Joshua Black Wilkins has shot the cover photo of every album Justin Townes Earle has ever released, and every photo has had a woman in it—and Wilkins insisted that woman couldn’t be someone Justin was sleeping with unless it was his wife. Amanda Shires, for example, was on the cover of 2008’s The Good Life, and Nashville teenager Kylie Cook poses with Brue on Single Mothers. For Absent Fathers, Justin was finally able to pose with a wife, the newlywed Jenn Marie Earle.

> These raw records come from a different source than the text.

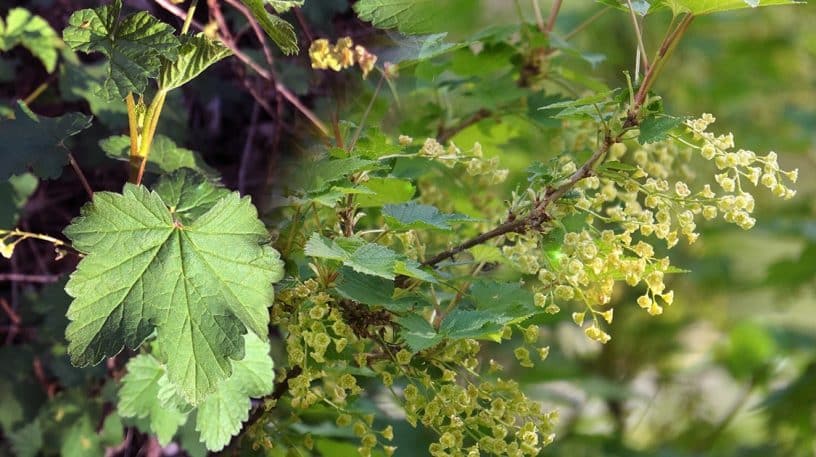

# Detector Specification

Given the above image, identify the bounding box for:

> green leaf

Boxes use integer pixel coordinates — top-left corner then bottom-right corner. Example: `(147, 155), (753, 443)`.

(196, 334), (275, 452)
(60, 415), (104, 457)
(159, 33), (232, 91)
(241, 0), (298, 55)
(0, 8), (60, 73)
(306, 157), (379, 190)
(638, 116), (685, 144)
(383, 202), (472, 231)
(59, 49), (128, 131)
(63, 0), (179, 99)
(305, 233), (398, 279)
(655, 0), (805, 16)
(65, 173), (282, 405)
(439, 309), (501, 340)
(357, 177), (416, 208)
(354, 0), (478, 35)
(335, 267), (394, 306)
(598, 160), (637, 173)
(397, 313), (443, 353)
(117, 354), (187, 446)
(468, 244), (507, 263)
(7, 420), (43, 457)
(99, 135), (219, 178)
(155, 168), (230, 224)
(0, 173), (39, 228)
(266, 0), (304, 14)
(470, 281), (540, 324)
(0, 101), (92, 180)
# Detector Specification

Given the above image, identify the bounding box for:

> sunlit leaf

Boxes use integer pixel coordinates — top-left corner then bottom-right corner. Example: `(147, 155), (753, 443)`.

(65, 169), (282, 404)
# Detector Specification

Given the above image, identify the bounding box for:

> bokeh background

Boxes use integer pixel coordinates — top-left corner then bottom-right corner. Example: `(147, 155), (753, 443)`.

(0, 0), (816, 457)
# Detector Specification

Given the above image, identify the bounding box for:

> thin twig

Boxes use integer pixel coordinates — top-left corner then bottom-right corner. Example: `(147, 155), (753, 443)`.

(544, 0), (561, 34)
(626, 0), (649, 74)
(68, 152), (93, 200)
(562, 6), (612, 41)
(238, 103), (261, 195)
(219, 0), (275, 68)
(155, 0), (329, 136)
(530, 0), (547, 33)
(627, 14), (694, 118)
(292, 7), (314, 45)
(348, 74), (385, 152)
(0, 273), (60, 284)
(422, 133), (612, 267)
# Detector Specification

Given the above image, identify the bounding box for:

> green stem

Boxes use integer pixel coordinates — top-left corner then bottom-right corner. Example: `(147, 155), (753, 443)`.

(181, 0), (198, 35)
(130, 90), (167, 184)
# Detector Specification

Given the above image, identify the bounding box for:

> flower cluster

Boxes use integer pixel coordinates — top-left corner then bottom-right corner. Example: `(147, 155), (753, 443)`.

(412, 135), (510, 185)
(536, 114), (798, 343)
(535, 226), (674, 343)
(403, 372), (558, 457)
(309, 37), (377, 78)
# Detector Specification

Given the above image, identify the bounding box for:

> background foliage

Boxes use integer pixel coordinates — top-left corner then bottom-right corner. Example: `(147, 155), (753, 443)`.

(0, 0), (816, 456)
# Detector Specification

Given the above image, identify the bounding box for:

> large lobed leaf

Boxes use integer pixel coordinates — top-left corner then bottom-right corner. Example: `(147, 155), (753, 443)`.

(119, 333), (275, 451)
(354, 0), (479, 35)
(65, 170), (282, 404)
(652, 0), (804, 16)
(63, 0), (180, 99)
(0, 102), (91, 180)
(159, 33), (232, 91)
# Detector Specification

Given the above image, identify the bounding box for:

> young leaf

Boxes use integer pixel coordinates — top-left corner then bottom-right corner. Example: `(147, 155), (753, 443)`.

(0, 173), (39, 228)
(354, 0), (478, 35)
(117, 354), (187, 446)
(383, 202), (471, 231)
(0, 8), (60, 73)
(196, 334), (275, 452)
(656, 0), (805, 16)
(638, 116), (684, 144)
(155, 168), (230, 224)
(241, 0), (298, 55)
(306, 233), (398, 279)
(0, 102), (91, 180)
(357, 177), (416, 208)
(99, 135), (219, 178)
(397, 313), (443, 353)
(266, 0), (304, 14)
(65, 173), (282, 405)
(63, 0), (179, 99)
(159, 33), (232, 92)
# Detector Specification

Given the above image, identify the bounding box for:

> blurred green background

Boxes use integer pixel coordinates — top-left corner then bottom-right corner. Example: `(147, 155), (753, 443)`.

(350, 0), (816, 457)
(428, 1), (816, 457)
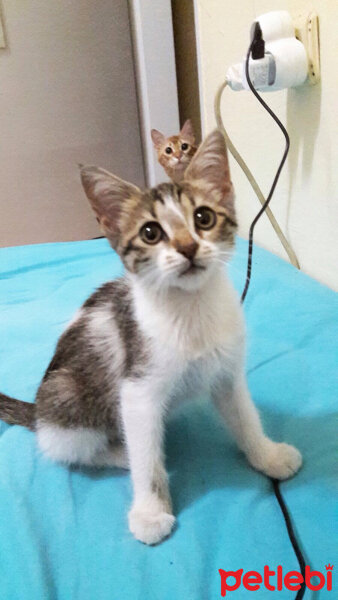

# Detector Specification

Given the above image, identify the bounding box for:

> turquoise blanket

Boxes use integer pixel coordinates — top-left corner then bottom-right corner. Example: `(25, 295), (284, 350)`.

(0, 239), (338, 600)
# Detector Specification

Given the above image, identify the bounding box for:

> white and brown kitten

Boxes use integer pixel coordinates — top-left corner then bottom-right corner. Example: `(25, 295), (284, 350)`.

(0, 130), (301, 544)
(151, 119), (197, 183)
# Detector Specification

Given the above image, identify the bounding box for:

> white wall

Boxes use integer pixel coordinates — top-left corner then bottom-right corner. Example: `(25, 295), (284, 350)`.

(196, 0), (338, 289)
(0, 0), (144, 246)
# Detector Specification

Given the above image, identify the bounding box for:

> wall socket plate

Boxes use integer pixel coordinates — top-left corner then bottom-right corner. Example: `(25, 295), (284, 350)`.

(294, 12), (320, 85)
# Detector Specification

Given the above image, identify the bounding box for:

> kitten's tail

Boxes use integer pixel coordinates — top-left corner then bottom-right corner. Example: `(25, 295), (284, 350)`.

(0, 393), (35, 431)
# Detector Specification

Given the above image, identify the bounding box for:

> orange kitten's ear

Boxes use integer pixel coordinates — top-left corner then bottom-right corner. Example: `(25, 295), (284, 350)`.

(151, 129), (166, 150)
(80, 166), (141, 248)
(180, 119), (195, 144)
(184, 129), (235, 220)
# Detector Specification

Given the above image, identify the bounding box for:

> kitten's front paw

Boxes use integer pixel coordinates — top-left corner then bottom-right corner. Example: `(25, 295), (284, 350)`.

(249, 440), (302, 479)
(129, 508), (175, 544)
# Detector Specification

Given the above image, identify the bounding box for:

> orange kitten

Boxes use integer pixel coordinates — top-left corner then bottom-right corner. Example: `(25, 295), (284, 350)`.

(151, 119), (197, 183)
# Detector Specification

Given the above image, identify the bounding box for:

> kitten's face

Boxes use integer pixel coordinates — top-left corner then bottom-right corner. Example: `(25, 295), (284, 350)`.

(112, 183), (236, 290)
(157, 134), (196, 170)
(82, 131), (236, 290)
(151, 119), (197, 181)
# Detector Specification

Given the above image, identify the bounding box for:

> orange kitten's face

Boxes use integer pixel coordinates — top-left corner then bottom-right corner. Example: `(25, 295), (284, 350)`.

(151, 120), (197, 182)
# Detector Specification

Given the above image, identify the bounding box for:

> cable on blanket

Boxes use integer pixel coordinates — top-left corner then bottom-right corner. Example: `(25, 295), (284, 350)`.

(227, 23), (306, 600)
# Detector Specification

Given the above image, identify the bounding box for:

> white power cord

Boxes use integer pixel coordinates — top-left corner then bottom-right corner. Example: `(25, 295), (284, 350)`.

(214, 81), (300, 269)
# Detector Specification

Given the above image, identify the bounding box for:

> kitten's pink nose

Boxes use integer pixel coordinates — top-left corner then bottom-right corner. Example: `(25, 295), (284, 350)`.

(175, 240), (198, 260)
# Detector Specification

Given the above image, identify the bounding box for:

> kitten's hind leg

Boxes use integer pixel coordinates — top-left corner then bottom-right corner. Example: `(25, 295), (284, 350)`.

(95, 444), (129, 469)
(36, 421), (108, 466)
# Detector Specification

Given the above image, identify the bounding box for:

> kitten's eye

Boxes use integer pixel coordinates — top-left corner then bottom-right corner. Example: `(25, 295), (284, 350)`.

(140, 221), (163, 244)
(194, 206), (216, 230)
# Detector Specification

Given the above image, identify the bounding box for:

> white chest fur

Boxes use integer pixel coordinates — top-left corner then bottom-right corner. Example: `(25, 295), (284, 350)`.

(133, 271), (244, 382)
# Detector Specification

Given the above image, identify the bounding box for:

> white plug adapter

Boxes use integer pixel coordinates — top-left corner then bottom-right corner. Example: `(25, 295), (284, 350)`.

(226, 11), (320, 91)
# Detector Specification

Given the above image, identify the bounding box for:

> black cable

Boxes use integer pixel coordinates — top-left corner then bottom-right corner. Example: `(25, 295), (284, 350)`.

(241, 23), (306, 600)
(271, 479), (305, 600)
(241, 23), (290, 302)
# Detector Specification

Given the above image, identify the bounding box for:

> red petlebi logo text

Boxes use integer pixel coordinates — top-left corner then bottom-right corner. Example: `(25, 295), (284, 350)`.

(218, 564), (333, 597)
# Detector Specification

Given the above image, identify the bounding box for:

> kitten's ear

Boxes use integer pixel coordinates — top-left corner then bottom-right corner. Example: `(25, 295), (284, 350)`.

(180, 119), (195, 144)
(151, 129), (166, 150)
(184, 129), (235, 221)
(80, 166), (141, 248)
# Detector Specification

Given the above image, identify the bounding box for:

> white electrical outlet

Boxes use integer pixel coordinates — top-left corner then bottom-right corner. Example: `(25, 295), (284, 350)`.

(294, 12), (320, 85)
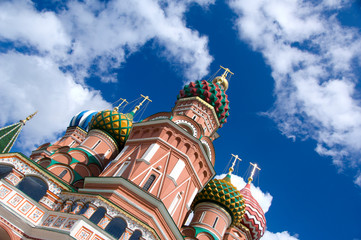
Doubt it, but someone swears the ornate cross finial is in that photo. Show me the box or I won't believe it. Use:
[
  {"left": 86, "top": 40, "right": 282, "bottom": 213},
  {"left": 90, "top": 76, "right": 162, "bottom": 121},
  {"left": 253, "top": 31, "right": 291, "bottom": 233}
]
[
  {"left": 220, "top": 66, "right": 234, "bottom": 78},
  {"left": 248, "top": 163, "right": 261, "bottom": 183},
  {"left": 20, "top": 111, "right": 38, "bottom": 125},
  {"left": 114, "top": 98, "right": 128, "bottom": 112},
  {"left": 133, "top": 94, "right": 152, "bottom": 113},
  {"left": 229, "top": 153, "right": 242, "bottom": 174}
]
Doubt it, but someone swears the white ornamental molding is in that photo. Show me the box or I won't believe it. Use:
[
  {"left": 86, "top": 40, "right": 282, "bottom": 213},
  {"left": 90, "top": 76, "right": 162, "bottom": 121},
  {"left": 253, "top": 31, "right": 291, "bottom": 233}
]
[
  {"left": 175, "top": 120, "right": 197, "bottom": 137},
  {"left": 201, "top": 140, "right": 212, "bottom": 160},
  {"left": 0, "top": 158, "right": 61, "bottom": 195},
  {"left": 151, "top": 116, "right": 169, "bottom": 121}
]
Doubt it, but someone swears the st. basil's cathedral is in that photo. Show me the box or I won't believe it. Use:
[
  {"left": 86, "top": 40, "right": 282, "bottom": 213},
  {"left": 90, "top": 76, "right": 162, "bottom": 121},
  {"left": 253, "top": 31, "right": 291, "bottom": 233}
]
[{"left": 0, "top": 69, "right": 266, "bottom": 240}]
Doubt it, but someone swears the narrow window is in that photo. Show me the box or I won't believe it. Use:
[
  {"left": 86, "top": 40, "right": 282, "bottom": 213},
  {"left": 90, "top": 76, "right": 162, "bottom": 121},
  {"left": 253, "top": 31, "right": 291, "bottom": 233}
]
[
  {"left": 187, "top": 188, "right": 198, "bottom": 207},
  {"left": 69, "top": 140, "right": 75, "bottom": 147},
  {"left": 199, "top": 212, "right": 206, "bottom": 222},
  {"left": 59, "top": 169, "right": 68, "bottom": 178},
  {"left": 92, "top": 140, "right": 101, "bottom": 150},
  {"left": 142, "top": 143, "right": 159, "bottom": 162},
  {"left": 168, "top": 193, "right": 182, "bottom": 215},
  {"left": 89, "top": 207, "right": 107, "bottom": 224},
  {"left": 104, "top": 149, "right": 110, "bottom": 158},
  {"left": 169, "top": 159, "right": 185, "bottom": 181},
  {"left": 129, "top": 230, "right": 142, "bottom": 240},
  {"left": 212, "top": 217, "right": 218, "bottom": 228},
  {"left": 115, "top": 161, "right": 130, "bottom": 177},
  {"left": 143, "top": 174, "right": 155, "bottom": 191},
  {"left": 17, "top": 176, "right": 48, "bottom": 202},
  {"left": 104, "top": 217, "right": 127, "bottom": 239}
]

The second half of the album tracks the resurrection of Justin’s faith in romance. “When the One You Love Loses Faith” is a 6/8 R&B ballad that responds to a relationship crisis by vowing “to sort it out.” “Slow Monday” is a finger-snapping blues that declares, “I got a good woman, but she’s stubborn as hell.” “Looking for a Place To Land” is a pretty ballad, just voice and acoustic guitar, that compares the singer to an airplane. He’s crossed oceans and mountains, but now the fuel is low and the engines are choking up. He’s looking for an airstrip, a relationship where he can come safely back to earth.
“You’re going to have those tendencies your parents gave you,” Justin confesses, “but there is always room to add some things to it. Just because those tendencies were destructive in the past doesn’t mean they have to remain destructive. Yes, I’m my father’s son, but I’m proving to be a good husband. My father and a lot of other people are driven by something in life that means more to them than love. There’s nothing in the world that means more to me than my wife. I know I could become a bitch if my career goes to hell, but I know I’ll be okay if I have her.”